Pada fase awal, VinFast akan memfokuskan produksi pada dua model, yakni VF 3 dan Limo Green. Kedua mobil ini diharapkan akan siap dikirim ke konsumen mulai Maret 2026 langsung dari pabrik yang terletak di Subang.
Proyek VinFast di Indonesia yang Ambisius dan Strategis
Pembangunan pabrik di Subang merupakan langkah signifikan bagi VinFast untuk memperluas pasar kendaraan listrik di Indonesia. Selain memenuhi kebutuhan lokal, proyek ini juga berpotensi menjadi hub produksi bagi kendaraan listrik di kawasan Asia Tenggara.
Kariyanto menyatakan bahwa pabrik ini tidak hanya akan menyediakan kendaraan listrik, tetapi juga menciptakan ribuan lapangan kerja. Investasi ini diharapkan dapat mendorong pengembangan tenaga kerja terampil yang dapat berkontribusi pada pertumbuhan industri otomotif di dalam negeri.
Fasilitas pabrik akan dilengkapi dengan teknologi terkini, sehingga dapat meningkatkan efisiensi produksi dan kualitas kendaraan. VinFast berkomitmen untuk menerapkan standar internasional dalam setiap tahapan produksi, yang pada gilirannya akan meningkatkan daya saing produk-produk mereka di pasar global.
Mendukung Pertumbuhan Industri Kendaraan Listrik Nasional
VinFast Indonesia berupaya untuk berkontribusi pada pengembangan ekosistem kendaraan listrik di Tanah Air. Dengan adanya pabrik di Subang, perusahaan berencana untuk berkolaborasi dengan berbagai pihak, termasuk pemerintah dan lembaga pendidikan, untuk menciptakan program pelatihan bagi tenaga kerja.

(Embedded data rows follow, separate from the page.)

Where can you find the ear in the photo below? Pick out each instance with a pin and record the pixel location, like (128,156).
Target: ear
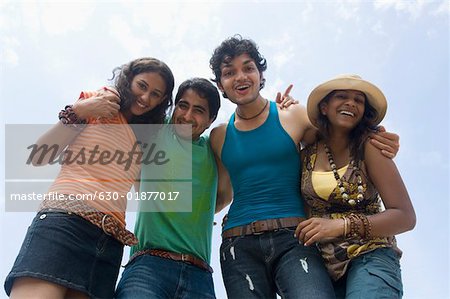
(323,107)
(219,85)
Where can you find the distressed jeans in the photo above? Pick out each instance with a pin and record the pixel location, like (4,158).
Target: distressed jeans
(260,266)
(373,275)
(159,278)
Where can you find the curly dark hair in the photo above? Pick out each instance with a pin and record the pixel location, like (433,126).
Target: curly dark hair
(123,76)
(205,90)
(358,134)
(231,48)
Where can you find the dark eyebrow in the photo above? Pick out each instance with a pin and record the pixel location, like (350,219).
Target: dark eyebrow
(200,107)
(143,82)
(249,61)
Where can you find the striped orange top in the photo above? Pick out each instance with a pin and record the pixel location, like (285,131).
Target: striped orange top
(97,167)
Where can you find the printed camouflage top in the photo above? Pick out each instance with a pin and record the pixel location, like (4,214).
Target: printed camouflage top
(338,252)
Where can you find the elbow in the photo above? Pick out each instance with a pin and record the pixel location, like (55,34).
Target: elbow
(412,221)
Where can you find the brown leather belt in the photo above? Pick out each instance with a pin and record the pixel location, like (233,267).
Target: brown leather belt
(260,226)
(106,222)
(190,259)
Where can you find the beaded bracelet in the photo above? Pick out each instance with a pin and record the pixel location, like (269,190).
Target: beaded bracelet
(69,118)
(367,226)
(354,226)
(345,226)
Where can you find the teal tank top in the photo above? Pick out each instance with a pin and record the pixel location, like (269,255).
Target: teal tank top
(264,167)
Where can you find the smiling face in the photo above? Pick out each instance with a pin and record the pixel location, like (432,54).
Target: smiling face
(148,90)
(193,110)
(240,79)
(344,108)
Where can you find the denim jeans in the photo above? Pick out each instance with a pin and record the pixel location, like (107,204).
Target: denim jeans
(373,275)
(150,276)
(259,266)
(68,250)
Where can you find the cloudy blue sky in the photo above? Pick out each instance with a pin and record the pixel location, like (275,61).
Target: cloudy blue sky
(51,50)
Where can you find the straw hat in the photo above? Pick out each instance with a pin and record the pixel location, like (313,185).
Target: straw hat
(374,95)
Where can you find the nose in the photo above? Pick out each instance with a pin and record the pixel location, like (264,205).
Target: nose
(241,75)
(188,115)
(145,97)
(351,102)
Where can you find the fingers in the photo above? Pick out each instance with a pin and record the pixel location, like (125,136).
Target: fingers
(112,90)
(386,142)
(278,98)
(288,90)
(288,101)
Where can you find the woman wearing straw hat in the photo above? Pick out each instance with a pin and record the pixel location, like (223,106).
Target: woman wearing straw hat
(344,178)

Pelatihan ini diharapkan dapat membantu calon pekerja mengembangkan keterampilan yang relevan dengan kebutuhan industri otomotif yang terus berkembang. Dengan demikian, tenaga kerja lokal akan siap menghadapi tantangan dan peluang yang ada di industri mobil listrik.
Sebagai bagian dari komitmen terhadap keberlanjutan, pabrik ini juga akan menerapkan praktik ramah lingkungan dalam proses produksinya. Hal ini sejalan dengan visi VinFast untuk menciptakan sebuah masa depan yang lebih hijau dan berkelanjutan di Indonesia.
Kepatuhan terhadap Regulasi Pemerintah Indonesia
VinFast menjalankan seluruh proses investasinya di Indonesia dengan mematuhi regulasi yang berlaku. Pemerintah saat ini sedang mengevaluasi skema insentif untuk kendaraan listrik, yang mengharuskan produsen membangun pabrik yang beroperasi sebelum 1 Januari 2026.
Perusahaan telah memastikan bahwa rencana pembangunan pabrik ini sesuai dengan ketentuan tersebut. Penyesuaian aturan yang mungkin terjadi pada lisensi dan pungutan pajak, seperti PPN dan BTP, juga menjadi perhatian bagi VinFast dalam merencanakan struktur biaya produk mereka.
Kariyanto optimis bahwa aspek biaya dapat dikelola dengan baik, terutama karena kendaraan listrik akan diproduksi langsung di dalam negeri. Ini diharapkan akan mengurangi biaya impor dan mempercepat ketersediaan produk di pasar lokal.